Entre silêncios e arroubos, Lula parece à prova de fogo e tem o privilégio de dizer o que quer, porque tecnicamente é um simples cidadão, sem mandato ou responsabilidade de Governo e, ao mesmo tempo, mantém a força do mito no subconsciente dos brasileiros, capaz de renascer das próprias cinzas, como o famoso pássaro Fênix da mitologia.
Mais uma vez, seus fiéis seguidores, que são os principais opositores de Dilma, lançaram o anzol da possível candidatura de Lula em 2018. E seria essa vontade de recuperar o poder que o torna tão ativo ao lado de sua pupila para que seu barco não afunde, ou para que aconteça no melhor momento para seu projeto de futuro.
Em sua hipotética nova presidência em 2018, Lula sabe que, para poder governar com mais sucesso e apoio popular do que Dilma, vai precisar, mais do que da esquerda, do PMDB, o partido de centro que atravessa um momento de rebeldia e sem o qual não se governa neste país.
Lula navegou muito bem sob as águas do PMDB, ao qual foi capaz de regar em todos os momentos com regalias e poder. Sem se sentir nem de esquerda nem de direita, foi capaz de jogar com os dois extremos para marcar gols.
A minirreforma ministerial de Dilma tem o carimbo de Lula, que tem usado a arte da velha política para reconstruir a base do Governo sem perder o PMDB, ou pelo menos sendo capaz de segurá-lo, por enquanto, em suas bravatas contra o Governo e em sua ameaça de tirar a presidenta do trono. Com o presidente da Câmara dos Deputados, Eduardo Cunha, mortalmente ferido, não poderia ser um melhor momento.
Mais do que ajudar Dilma a não naufragar, Lula está lutando para levar o barco Brasil de novo ao porto da sua maneira de governar, aquela que o fez triunfar em seu primeiro mandato de felizes conjunturas internas e externas.
Esse parece ser seu projeto. Tudo isso poderia até funcionar se o Brasil e o mundo continuassem sendo como antes, mas não parecem ser. Ou se a crise econômica pudesse ser resolvida como num passe de mágica, usando as fórmulas do passado com modelos que não sabemos se hoje seriam novamente eficazes.
Lula governou na glória, sem oposição, sem manifestações de rua com gritos de "Fora Lula", aplaudido internamente e endeusado internacionalmente. Contava, então, com a classe média e com os pobres, aos quais promoveu no âmbito social e econômico, mas que hoje também sonham com novos caminhos, como o filho que cresce e se rebela. Aos pobres de ontem já não bastam uma televisão, uma geladeira e um carro popular, tudo pago a preço de ouro, com juros altíssimos e hoje atingidos pela inflação e pelo medo do desemprego.

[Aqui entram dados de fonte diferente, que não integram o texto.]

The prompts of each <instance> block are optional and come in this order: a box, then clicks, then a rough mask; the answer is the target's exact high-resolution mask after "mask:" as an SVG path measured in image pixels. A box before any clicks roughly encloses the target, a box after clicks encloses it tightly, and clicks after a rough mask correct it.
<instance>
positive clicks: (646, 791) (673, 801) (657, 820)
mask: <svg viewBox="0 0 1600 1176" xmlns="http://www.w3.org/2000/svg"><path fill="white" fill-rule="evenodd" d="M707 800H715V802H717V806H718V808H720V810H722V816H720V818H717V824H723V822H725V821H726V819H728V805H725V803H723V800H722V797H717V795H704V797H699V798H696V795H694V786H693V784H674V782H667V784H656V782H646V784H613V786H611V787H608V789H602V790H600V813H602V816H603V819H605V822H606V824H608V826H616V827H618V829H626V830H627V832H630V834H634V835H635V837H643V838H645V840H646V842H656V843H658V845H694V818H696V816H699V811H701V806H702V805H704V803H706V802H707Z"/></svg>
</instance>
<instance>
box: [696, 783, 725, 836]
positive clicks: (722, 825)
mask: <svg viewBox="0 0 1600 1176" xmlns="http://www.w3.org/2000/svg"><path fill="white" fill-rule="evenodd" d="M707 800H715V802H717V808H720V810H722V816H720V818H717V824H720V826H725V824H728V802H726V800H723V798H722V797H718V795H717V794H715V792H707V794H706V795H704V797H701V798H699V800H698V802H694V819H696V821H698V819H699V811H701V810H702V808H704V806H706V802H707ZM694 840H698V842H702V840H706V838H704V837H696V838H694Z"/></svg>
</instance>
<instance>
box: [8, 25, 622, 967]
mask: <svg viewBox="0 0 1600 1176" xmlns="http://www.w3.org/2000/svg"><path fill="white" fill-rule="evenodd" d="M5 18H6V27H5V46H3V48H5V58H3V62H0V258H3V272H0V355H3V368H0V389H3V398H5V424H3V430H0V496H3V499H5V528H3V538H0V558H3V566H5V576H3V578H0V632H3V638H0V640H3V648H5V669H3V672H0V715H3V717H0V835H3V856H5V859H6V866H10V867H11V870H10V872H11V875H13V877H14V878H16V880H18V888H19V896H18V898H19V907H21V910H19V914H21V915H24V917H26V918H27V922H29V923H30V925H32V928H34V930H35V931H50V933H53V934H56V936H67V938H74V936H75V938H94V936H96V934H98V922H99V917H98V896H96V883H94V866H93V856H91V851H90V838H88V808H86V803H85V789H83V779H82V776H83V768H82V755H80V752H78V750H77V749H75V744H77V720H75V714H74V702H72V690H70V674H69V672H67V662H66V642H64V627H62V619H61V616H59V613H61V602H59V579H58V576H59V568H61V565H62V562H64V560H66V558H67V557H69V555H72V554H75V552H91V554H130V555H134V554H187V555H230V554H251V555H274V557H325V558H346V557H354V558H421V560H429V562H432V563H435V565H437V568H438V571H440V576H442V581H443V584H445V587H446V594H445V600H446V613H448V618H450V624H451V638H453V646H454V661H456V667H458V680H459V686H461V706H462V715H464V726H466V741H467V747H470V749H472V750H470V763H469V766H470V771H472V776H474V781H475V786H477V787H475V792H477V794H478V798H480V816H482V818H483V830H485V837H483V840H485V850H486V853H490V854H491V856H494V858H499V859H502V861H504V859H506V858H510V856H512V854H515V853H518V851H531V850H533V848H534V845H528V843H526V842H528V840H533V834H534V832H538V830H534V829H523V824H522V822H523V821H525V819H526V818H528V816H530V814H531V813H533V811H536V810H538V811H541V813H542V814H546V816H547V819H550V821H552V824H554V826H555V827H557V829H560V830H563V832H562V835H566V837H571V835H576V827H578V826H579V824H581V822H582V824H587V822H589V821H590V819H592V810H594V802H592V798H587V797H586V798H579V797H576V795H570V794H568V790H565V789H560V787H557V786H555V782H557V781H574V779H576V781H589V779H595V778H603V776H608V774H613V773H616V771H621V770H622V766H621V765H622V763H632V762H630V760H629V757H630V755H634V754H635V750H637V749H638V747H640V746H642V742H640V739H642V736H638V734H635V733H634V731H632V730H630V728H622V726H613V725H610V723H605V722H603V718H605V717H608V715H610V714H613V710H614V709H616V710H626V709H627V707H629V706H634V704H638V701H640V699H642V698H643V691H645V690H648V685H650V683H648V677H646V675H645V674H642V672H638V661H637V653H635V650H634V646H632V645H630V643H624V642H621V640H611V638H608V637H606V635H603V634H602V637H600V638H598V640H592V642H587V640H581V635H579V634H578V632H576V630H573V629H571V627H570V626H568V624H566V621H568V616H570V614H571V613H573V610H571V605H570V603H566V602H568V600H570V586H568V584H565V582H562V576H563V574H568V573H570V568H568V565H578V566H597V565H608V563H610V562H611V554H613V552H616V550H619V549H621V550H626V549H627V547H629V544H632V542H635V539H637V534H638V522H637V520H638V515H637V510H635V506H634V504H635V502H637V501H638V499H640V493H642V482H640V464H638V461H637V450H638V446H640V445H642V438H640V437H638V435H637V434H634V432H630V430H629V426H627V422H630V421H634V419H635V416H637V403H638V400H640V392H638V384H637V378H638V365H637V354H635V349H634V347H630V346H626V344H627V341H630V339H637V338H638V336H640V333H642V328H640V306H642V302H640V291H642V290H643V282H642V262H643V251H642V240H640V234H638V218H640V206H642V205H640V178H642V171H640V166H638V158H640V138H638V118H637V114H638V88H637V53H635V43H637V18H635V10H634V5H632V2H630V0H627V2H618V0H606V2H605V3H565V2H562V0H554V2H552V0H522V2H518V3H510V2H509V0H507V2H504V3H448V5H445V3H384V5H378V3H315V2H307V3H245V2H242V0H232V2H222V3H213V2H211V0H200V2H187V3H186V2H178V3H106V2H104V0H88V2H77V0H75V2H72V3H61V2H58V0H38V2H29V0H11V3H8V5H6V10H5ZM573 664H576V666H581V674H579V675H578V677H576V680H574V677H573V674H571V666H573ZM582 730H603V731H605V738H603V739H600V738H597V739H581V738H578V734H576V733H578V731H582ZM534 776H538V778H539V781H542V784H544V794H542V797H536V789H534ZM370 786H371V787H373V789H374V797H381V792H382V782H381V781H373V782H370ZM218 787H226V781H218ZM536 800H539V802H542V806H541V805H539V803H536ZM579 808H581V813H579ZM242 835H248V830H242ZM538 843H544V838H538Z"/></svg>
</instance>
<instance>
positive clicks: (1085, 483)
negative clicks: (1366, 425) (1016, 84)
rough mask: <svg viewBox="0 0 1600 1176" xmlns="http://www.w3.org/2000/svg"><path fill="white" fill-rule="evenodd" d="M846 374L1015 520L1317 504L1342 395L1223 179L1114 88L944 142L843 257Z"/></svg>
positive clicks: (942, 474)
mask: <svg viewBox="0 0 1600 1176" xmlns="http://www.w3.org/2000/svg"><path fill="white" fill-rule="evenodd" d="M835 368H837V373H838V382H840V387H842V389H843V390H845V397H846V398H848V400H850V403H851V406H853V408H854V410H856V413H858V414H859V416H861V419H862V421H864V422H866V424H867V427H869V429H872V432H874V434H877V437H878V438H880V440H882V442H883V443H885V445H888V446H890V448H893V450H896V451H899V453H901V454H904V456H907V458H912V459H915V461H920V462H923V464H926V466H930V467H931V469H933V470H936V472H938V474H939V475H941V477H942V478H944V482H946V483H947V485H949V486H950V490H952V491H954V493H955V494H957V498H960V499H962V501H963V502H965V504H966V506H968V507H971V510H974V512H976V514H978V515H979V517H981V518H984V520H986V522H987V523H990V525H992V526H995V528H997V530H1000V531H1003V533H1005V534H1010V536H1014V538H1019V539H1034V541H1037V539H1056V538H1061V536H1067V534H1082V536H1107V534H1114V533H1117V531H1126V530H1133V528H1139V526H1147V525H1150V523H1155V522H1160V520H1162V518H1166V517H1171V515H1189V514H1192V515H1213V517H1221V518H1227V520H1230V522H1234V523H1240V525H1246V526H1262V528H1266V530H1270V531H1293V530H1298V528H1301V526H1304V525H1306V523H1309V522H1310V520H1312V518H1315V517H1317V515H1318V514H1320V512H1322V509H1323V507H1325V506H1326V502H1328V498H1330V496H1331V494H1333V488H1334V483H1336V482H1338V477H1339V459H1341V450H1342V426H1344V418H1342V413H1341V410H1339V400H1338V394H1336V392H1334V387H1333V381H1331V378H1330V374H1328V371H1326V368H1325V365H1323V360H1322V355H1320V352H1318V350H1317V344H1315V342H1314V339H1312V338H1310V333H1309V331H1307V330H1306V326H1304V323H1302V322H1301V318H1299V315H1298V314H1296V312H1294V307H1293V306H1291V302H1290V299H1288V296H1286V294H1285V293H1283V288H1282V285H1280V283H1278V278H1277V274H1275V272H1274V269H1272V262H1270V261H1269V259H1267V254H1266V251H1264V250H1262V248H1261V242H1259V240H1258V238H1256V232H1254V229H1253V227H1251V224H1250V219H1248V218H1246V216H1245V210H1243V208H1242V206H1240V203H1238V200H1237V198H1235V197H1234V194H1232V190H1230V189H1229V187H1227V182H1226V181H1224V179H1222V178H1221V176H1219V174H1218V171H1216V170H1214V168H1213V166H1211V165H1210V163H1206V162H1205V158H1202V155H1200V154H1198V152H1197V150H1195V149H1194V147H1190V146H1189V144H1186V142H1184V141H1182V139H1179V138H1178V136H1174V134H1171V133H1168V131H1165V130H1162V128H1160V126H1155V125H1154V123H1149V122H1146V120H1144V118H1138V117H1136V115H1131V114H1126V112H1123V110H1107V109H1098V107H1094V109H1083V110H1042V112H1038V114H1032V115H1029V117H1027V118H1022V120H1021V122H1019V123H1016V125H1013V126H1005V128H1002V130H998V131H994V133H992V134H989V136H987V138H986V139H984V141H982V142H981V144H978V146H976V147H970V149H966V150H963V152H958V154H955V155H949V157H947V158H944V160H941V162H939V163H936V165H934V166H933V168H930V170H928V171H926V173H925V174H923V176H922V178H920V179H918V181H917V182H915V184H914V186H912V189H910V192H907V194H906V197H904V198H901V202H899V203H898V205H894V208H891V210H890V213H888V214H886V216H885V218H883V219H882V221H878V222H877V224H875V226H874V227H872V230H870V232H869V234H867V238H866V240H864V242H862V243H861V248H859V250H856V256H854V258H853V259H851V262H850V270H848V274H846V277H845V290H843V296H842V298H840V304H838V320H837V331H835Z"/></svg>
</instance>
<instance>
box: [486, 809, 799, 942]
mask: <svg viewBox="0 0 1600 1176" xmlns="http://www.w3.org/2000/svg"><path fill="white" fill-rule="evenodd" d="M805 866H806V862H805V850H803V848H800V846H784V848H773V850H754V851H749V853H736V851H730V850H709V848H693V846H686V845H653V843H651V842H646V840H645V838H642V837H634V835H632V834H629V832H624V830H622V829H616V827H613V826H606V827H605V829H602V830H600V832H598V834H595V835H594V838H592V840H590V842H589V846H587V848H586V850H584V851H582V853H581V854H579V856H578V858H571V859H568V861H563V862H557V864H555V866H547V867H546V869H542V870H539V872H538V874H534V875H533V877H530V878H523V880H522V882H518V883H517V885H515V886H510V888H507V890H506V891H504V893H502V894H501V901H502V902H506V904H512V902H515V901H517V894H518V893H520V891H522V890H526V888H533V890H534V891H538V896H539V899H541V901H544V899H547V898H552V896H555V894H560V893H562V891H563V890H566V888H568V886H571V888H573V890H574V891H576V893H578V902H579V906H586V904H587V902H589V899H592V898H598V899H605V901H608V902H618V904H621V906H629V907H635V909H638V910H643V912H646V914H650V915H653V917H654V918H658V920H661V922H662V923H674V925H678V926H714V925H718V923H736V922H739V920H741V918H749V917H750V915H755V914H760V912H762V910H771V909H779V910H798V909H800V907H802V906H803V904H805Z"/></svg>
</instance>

Curiosamente, o teste Lula, seu possível retorno à arena para colocar o Governo de volta nos trilhos depois da tragédia da economia consumada no mandato de Dilma, ajudará a entender até que ponto o Brasil, sua classe média, os cidadãos, a opinião pública e o mundo empresarial e intelectual mudaram ou não.
Lula não apresenta uma fórmula nova e mágica para resolver a tripla grave crise brasileira: política, econômica e ética. Sua fórmula, de alguma forma simplista, é a de voltar ao passado, antes de Dilma, ao seu modo de governar, que ele considera vitorioso. Tão vitorioso que está convencido de que a crise foi causada porque Dilma desviou do caminho traçado por ele.
Lula acredita e aposta na política clássica de um Governo presidencial de cooptação ou compra de partidos que permite governar em paz, sem preocupações e sem as picadas da vespa da oposição.
A pergunta, no entanto, é saber se isso ainda é possível em um Brasil que parece mais do que deprimido nas pesquisas, irritado com a crise econômica e com a classe política.
Talvez o país (aquele de mau humor que grita "Fora Dilma" e "Fora PT") ainda não saiba claramente qual alternativa deseja.
Lula conseguirá convencê-los de que a única alternativa é a de voltar ao passado, ou ele, a quem não falta olfato político, acabará se convencendo de que a história não costuma se repetir e que, quando isso acontece, é para pior?
O novelo se emaranha cada vez mais e, no final, curiosa ou paradoxalmente, o teste Brasil, para melhor ou para pior, continua sendo Lula, seu mito e a incógnita do capital político que os brasileiros ainda possam ou não conceder a ele. Tudo isso, se o rigor do juiz da Operação Lava Jato, Sérgio Moro, permitir.